Maintenance is an on-going need in the world of property management, but the unexpected maintenance is never fun and can be quite costly. The best way to avoid these unexpected situations is to first, have a reserve account with substantial funds to cover these expenses. Basically, it's having an emergency fund, much like one you might have for your own personal budget. If you have cash reserves to cover unexpected maintenance that will ease a lot of the burden when these situations arise. Additionally, creating and implementing a preventative maintenance plan can go a long way in curtailing these emergencies. Obviously, you can't plan for or anticipate everything, that's why is called "unexpected" but having cash reserves dedicated to these repairs and being diligent with preventative maintenance can certainly help.
This is another challenge that is simply part of the job of property management. When you work with people, there will always be challenges especially when it comes to their dwelling places. It's always best, when dealing with tenants, to make sure they feel "heard" and that their complaints are not being ignored. Ignoring or brushing off tenant complaints will only cause the problem to escalate and in some cases, can bring about legal action. Realizing, as a property manager, that complaints come with the territory will be half the battle. The other half is devising a written plan on how you and your staff will handle these. Perhaps a plan could look something like this: first, try and resolve the complaint over the phone. If the complaint requires more action, have the tenant appear in person to fill out a formal complaint form. Often requiring this from tenants is a great way to discern if the issue is truly valid or just a nit-picky one. If it's truly important to the tenant, they will take the time come in and do the needed paper work.

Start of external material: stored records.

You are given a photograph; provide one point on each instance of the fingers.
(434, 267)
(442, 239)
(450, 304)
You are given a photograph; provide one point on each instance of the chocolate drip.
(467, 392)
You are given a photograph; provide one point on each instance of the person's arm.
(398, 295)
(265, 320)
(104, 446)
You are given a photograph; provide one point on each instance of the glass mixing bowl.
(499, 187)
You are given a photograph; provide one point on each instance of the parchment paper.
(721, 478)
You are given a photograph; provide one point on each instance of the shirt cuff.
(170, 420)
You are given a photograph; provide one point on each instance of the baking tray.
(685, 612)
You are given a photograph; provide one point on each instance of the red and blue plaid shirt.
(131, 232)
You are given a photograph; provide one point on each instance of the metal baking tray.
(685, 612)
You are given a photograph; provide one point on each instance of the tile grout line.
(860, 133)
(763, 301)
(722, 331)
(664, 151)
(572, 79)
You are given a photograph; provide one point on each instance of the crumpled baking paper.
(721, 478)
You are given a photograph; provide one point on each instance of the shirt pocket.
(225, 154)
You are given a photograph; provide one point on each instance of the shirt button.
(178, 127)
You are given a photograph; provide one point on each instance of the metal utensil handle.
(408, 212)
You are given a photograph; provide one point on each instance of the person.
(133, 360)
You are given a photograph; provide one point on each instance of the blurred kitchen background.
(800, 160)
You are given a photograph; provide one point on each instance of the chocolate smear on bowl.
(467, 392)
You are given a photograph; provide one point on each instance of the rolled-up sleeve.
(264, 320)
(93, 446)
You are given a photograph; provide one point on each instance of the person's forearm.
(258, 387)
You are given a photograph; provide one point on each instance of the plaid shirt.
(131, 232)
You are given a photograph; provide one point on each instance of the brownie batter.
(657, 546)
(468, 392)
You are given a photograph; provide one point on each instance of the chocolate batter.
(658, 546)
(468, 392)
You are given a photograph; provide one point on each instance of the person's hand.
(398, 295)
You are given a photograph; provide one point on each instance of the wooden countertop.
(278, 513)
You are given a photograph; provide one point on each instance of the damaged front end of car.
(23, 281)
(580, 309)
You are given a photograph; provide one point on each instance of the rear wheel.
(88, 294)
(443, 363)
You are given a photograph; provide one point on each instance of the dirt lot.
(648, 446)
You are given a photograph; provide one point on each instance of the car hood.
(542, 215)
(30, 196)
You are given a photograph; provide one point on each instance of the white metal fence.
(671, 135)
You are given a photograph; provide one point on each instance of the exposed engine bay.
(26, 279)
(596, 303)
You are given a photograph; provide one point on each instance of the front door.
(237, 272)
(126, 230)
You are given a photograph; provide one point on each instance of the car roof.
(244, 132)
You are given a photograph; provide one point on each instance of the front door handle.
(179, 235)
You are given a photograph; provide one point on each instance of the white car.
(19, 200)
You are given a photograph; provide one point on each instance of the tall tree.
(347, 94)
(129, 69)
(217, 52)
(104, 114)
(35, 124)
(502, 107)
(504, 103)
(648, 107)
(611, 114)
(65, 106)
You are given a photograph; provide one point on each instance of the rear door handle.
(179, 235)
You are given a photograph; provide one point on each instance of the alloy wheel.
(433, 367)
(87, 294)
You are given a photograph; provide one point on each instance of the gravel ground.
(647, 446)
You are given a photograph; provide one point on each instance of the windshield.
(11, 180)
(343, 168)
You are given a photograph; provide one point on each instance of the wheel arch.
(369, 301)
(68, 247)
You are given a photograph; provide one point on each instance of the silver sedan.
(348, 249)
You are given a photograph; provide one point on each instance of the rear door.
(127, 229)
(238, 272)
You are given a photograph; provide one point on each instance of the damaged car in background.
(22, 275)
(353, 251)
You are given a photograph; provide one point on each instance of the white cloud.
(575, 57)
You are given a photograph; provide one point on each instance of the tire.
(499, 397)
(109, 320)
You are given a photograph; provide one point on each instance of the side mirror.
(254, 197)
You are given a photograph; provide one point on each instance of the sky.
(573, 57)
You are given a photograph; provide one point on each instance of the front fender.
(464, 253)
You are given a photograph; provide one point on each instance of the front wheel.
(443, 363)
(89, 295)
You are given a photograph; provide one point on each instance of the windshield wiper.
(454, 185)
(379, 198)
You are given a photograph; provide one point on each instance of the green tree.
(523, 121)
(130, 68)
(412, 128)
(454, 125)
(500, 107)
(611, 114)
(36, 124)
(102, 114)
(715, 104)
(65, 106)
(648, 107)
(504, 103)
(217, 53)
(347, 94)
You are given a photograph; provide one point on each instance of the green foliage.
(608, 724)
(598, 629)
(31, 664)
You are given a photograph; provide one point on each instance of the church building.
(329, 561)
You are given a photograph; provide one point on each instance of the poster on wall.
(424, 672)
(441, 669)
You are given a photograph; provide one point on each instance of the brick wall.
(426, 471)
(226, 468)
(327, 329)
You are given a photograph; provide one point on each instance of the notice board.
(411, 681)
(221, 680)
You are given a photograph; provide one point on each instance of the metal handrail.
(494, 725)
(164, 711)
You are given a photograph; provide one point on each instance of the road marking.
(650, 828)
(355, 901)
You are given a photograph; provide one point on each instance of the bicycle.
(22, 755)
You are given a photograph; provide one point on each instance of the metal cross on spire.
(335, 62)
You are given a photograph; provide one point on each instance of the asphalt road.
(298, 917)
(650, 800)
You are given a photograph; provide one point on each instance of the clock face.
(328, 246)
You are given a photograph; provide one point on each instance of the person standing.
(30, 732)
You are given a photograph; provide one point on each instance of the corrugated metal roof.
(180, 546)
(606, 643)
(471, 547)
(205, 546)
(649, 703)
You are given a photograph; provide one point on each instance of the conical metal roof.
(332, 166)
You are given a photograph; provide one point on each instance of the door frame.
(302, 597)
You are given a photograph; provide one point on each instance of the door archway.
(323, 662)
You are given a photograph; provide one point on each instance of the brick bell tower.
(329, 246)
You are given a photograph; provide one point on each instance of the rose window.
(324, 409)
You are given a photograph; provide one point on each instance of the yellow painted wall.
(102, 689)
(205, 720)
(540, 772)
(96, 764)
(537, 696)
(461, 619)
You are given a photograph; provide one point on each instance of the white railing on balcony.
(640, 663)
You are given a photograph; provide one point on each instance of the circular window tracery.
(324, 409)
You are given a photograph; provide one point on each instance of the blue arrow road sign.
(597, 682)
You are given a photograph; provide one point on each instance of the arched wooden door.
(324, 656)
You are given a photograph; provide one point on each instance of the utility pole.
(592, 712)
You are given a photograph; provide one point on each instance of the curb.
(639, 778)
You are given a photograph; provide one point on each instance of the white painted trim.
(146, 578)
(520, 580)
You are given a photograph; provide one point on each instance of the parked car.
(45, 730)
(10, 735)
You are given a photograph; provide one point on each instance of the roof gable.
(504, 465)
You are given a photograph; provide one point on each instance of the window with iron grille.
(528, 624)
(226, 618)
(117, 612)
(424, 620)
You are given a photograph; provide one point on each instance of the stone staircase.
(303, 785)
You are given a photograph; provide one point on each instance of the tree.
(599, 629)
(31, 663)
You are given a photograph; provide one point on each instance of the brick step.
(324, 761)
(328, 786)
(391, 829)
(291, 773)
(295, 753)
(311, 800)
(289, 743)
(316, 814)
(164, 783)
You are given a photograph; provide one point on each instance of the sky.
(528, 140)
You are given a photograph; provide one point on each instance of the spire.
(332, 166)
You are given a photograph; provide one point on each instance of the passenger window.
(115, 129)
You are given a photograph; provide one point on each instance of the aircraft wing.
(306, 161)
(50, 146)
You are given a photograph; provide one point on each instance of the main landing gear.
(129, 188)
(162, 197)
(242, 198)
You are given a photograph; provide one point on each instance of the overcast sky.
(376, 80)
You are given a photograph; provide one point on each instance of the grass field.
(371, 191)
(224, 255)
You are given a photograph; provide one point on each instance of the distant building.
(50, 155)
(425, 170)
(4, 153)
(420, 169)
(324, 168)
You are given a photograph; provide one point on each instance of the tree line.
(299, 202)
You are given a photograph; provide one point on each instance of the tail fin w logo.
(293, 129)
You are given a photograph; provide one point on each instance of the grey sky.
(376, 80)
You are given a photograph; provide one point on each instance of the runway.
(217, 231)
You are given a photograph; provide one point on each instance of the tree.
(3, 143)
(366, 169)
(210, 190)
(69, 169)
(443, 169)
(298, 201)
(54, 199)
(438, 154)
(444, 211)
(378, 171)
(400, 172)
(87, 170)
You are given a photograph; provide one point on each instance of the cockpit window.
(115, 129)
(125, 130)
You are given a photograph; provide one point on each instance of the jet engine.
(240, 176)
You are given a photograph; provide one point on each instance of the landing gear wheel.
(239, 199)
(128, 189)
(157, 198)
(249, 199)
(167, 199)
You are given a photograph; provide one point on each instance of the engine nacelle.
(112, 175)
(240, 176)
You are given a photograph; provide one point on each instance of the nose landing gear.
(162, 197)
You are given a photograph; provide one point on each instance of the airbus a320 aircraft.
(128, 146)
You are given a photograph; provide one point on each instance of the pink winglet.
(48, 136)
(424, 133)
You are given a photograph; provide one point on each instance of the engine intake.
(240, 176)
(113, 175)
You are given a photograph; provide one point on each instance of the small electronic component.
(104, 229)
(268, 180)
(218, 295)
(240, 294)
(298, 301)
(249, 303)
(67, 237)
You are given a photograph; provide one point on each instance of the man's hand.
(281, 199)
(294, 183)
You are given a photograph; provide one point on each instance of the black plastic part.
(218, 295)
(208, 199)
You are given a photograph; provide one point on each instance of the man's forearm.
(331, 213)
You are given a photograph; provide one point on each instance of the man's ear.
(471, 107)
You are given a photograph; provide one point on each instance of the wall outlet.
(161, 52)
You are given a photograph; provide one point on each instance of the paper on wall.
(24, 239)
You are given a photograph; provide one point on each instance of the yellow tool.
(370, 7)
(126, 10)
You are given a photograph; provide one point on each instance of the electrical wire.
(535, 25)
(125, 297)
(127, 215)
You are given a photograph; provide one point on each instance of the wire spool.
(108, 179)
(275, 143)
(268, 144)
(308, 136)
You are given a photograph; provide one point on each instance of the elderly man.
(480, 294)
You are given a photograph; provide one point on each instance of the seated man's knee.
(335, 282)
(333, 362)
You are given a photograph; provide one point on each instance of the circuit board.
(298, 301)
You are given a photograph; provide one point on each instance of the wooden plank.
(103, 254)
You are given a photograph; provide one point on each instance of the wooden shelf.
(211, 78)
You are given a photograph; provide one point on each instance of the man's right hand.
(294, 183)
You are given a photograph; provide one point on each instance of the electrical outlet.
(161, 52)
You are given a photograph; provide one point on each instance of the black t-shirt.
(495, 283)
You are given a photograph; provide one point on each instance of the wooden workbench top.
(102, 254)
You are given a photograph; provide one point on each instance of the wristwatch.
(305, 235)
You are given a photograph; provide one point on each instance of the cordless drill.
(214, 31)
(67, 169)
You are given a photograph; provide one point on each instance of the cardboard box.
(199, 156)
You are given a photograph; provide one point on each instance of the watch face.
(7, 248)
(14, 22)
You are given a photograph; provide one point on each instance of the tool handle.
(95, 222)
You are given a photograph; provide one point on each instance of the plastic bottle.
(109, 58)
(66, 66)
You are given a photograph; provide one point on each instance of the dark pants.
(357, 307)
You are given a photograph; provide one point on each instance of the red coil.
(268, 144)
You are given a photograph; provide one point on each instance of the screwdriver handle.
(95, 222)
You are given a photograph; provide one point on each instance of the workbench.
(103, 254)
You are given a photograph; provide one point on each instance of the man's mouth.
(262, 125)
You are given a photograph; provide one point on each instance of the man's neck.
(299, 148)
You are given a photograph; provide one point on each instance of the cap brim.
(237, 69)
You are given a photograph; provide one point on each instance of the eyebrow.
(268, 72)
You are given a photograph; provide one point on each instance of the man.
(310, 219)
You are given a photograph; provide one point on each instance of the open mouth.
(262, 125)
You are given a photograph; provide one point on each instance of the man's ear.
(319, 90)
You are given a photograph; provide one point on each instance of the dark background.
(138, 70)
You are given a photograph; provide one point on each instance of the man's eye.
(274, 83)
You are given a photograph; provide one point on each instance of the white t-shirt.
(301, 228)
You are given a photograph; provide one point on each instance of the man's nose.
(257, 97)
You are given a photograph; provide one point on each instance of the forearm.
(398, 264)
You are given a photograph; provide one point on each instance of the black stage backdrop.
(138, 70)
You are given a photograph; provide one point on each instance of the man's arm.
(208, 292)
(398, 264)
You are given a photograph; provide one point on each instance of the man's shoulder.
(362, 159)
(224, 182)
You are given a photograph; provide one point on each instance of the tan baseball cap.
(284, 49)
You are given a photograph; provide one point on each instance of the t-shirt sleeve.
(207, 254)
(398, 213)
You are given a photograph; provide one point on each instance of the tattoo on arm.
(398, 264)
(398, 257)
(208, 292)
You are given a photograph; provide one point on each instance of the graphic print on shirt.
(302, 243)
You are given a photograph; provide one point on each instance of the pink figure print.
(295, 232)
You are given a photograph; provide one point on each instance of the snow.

Collecting rent payments can be a HUGE headache for property managers. Late payments or non-payments happen and there may be times when a tenant has their own set of unexpected circumstances and just needs some grace. What a property manager DOES want to avoid is the habitually late or non-paying tenant. The tenant screening process, before they move in, will certainly be a help in determining what type of tenant they will be. However, having policies in place when dealing with late or non-payments is essential, but there are some other ways to motivate tenants to pay on time. An automatic debit deduction is one way to ensure the payments will come in on time. You can also offer a 5-10% reduction in the rental fee if they choose this option. Another great motivator is to offer a reduction of the rental fee after the first full year of their residency. These are great options that serve as positive motivation instead of just penalizing the tenant.
UGH!! Damage to the rental property is never a fun problem to deal with. Yes, accidents happen and a certain amount of property damage is expected over the course of time. But what does a property manager do if a tenant deliberately damages the property? Requiring them to pay is certainly an option, but let's face it, if someone deliberately damages something, they are likely not going to feel compelled to turn around and pay for those damages. This is why the screening process is so very important. Knowing the type of people to whom you are renting is the first step in avoiding this problem. However, some people, while not deliberately destructive, can just be careless and neglectful. In this case, coming to an agreement with the tenant regarding any damage or neglect may be the best option.
While this certainly does not cover all of the challenges that property managers face, these tend to be the BIGGEST challenges. What about you? What have you done as a property manager that has proven to work well when dealing with tenant challenges?